Não são poucas as reclamações que chegam ao presidente Luiz Inácio Lula da Silva sobre o desempenho do diretor de Transição Energética e Sustentabilidade da Petrobras, Mauricio Tolmasquim. Com a saída de Jean Paul Prates, cresceu a pressão para que haja mudanças na diretoria criada em sua gestão.

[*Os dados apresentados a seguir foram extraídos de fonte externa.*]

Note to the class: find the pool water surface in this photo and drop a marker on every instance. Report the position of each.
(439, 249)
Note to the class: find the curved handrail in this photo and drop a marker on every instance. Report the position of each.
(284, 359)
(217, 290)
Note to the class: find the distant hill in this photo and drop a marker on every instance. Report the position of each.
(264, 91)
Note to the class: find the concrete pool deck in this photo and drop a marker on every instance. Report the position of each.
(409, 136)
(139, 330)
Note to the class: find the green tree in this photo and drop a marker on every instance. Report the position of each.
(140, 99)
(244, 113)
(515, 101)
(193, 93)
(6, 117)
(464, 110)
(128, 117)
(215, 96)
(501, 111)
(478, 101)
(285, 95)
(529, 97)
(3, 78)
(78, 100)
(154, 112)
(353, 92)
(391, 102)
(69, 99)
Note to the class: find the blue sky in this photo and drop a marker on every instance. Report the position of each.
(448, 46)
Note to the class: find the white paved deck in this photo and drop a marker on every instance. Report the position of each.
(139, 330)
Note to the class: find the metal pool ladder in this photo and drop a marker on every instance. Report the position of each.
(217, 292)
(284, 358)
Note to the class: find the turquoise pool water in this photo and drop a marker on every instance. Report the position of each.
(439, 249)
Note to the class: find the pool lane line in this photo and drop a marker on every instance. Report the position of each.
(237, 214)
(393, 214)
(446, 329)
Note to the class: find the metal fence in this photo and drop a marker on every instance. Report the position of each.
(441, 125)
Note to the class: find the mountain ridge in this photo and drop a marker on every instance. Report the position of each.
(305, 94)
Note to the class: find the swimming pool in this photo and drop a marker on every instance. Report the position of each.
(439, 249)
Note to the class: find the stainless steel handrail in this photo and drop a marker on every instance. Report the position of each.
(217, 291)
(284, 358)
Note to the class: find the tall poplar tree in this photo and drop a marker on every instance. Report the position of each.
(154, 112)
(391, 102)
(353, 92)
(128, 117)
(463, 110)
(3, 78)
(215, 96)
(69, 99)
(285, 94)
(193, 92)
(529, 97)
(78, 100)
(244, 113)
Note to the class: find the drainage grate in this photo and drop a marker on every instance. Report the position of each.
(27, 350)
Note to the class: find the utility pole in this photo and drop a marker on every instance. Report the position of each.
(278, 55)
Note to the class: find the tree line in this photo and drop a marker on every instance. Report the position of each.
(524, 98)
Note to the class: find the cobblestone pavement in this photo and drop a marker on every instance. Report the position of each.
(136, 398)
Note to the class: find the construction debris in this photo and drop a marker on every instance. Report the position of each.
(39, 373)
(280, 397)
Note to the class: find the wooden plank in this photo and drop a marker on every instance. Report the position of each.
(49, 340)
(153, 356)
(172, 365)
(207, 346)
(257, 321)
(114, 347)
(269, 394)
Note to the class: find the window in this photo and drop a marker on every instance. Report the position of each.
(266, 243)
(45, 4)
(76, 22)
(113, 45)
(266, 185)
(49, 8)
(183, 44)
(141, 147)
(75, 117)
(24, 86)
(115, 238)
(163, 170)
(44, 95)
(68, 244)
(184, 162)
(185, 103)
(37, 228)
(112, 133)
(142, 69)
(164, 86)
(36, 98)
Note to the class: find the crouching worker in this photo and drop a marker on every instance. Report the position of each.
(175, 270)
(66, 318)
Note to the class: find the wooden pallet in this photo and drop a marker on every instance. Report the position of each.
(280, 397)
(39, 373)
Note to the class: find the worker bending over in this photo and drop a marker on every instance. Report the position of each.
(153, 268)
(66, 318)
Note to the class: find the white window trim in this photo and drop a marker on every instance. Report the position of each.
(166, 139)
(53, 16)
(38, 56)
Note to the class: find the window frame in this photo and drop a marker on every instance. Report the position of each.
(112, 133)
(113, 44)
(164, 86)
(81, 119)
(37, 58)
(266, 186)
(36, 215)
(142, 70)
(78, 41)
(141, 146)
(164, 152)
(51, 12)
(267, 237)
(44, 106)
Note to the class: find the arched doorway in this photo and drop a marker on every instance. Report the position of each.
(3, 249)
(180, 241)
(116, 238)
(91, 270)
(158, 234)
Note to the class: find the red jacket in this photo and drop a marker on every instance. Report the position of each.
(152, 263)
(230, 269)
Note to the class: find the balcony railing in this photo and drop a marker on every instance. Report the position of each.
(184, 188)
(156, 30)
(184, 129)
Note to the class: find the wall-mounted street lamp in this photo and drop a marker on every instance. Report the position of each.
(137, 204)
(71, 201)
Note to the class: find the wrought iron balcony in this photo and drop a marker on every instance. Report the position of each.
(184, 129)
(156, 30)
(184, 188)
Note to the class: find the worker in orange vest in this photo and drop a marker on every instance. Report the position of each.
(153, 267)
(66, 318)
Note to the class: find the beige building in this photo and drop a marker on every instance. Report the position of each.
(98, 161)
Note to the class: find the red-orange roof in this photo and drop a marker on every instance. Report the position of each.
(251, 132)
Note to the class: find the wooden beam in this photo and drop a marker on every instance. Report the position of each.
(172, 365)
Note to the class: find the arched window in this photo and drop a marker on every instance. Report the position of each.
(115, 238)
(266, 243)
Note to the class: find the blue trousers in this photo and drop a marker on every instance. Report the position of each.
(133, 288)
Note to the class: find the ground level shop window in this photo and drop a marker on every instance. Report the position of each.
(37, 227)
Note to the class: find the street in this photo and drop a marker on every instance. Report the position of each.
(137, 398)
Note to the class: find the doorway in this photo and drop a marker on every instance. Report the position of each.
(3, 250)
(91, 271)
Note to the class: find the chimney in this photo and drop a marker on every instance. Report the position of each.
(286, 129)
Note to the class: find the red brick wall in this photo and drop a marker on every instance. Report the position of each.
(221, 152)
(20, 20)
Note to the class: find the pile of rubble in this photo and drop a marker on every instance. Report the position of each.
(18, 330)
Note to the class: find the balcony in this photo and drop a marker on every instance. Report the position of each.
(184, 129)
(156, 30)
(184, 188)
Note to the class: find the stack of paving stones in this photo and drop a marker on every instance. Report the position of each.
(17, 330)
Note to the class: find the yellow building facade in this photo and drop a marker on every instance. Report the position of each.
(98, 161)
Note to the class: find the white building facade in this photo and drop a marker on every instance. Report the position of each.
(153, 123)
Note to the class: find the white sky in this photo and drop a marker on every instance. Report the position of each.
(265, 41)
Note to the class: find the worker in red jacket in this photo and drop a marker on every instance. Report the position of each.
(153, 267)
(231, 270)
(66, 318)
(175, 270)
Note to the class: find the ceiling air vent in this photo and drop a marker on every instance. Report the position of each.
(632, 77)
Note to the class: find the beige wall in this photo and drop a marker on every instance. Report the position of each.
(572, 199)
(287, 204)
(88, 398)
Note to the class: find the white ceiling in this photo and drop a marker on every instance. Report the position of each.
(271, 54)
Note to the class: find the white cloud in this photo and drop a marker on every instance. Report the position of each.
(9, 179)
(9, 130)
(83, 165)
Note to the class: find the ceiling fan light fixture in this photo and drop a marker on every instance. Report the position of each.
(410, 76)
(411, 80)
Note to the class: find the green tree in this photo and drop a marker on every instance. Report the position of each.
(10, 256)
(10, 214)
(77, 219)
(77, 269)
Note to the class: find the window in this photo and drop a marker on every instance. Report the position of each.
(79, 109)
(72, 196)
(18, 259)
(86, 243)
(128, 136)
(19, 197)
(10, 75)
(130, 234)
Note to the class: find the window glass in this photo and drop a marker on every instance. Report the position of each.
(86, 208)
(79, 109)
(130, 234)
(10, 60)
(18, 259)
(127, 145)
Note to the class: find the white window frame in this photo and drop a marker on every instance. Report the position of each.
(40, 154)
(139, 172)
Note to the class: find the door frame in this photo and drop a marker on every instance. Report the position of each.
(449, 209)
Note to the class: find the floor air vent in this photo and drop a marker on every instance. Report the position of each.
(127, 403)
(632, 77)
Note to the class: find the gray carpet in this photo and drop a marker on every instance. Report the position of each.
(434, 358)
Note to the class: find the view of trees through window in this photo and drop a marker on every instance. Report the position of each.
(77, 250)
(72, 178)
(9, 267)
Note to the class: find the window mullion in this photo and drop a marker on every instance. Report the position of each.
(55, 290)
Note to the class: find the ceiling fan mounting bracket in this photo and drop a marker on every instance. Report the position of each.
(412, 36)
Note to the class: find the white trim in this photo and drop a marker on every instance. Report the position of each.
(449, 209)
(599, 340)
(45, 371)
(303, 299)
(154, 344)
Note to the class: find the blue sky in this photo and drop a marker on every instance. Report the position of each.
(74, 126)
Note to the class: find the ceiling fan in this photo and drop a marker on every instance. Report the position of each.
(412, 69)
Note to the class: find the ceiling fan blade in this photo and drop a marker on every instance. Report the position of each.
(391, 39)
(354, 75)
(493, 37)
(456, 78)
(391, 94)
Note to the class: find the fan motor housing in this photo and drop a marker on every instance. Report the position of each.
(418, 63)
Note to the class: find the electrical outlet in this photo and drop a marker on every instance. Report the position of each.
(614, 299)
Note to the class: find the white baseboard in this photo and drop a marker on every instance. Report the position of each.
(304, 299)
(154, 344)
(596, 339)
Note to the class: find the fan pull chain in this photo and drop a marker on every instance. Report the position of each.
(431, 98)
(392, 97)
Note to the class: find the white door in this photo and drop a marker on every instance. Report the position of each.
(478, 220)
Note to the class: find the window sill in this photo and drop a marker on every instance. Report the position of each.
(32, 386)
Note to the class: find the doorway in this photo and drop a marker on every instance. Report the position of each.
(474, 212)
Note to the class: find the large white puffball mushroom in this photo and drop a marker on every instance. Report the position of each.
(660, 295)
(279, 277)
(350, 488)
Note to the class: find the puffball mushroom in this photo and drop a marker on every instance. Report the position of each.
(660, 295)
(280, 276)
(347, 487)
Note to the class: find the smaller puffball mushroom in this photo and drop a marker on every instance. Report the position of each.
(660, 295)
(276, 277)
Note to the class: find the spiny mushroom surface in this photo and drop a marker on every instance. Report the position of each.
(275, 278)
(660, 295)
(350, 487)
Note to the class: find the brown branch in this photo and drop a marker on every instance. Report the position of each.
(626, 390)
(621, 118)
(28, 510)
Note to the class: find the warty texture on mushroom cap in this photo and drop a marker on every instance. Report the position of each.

As críticas já chegaram à escolhida para substituir Prates, Magda Chambriard. Ainda não há uma decisão, mas Tolmasquim começou a se movimentar por sua permanência. Está em curso uma tentativa de se mudar ao menos gerentes executivos subordinados a ele.
Abaixo do diretor, estão os gerentes Álvaro Ferreira Tupiassu (Gás e Energia), Viviana Canhao Bernardes Gonçalves Coelho (Mudanças Climáticas e Descarbonização), Daniel Cleverson Pedroso (Energia Renovável) e Cristiano Levone de Oliveira (Gestão Integrada de Transição Energética). Desses, como mostrou o Bastidor, Daniel Pedroso é alvo antigo de petroleiros ligados ao PT.
As reclamações levadas a Lula tratam da falta de um projeto robusto da Petrobras que contemple investimentos em produção de energias solar e eólica, além de combustíveis verdes. Petroleiros dizem que Tolmasquim colocou em sua diretoria pessoas que discordam do programa do governo e que emperram iniciativas.
Para se segurar no cargo, Tolmasquim tem dito que, com o novo comando da Petrobras, os planos vão começar a sair do papel. Pesa a seu favor o histórico nos governos Lula e Dilma. Ele foi da Empresa de Pesquisa Energética, estatal de planejamento vinculada ao Ministério de Minas e Energia, de 2004 a 2016.
Mais exigências
Magda Chambriard terá, entre suas missões, acelerar processos que não caminharam sob Prates na velocidade que o governo gostaria. Além de impulsionar os investimentos, há pedidos para atualizar o estatuto e as regras de governança da companhia.
A nova presidente da Petrobras ainda ouviu sobre a necessidade de expandir a estrutura das refinarias e reabrir fábricas de fertilizantes.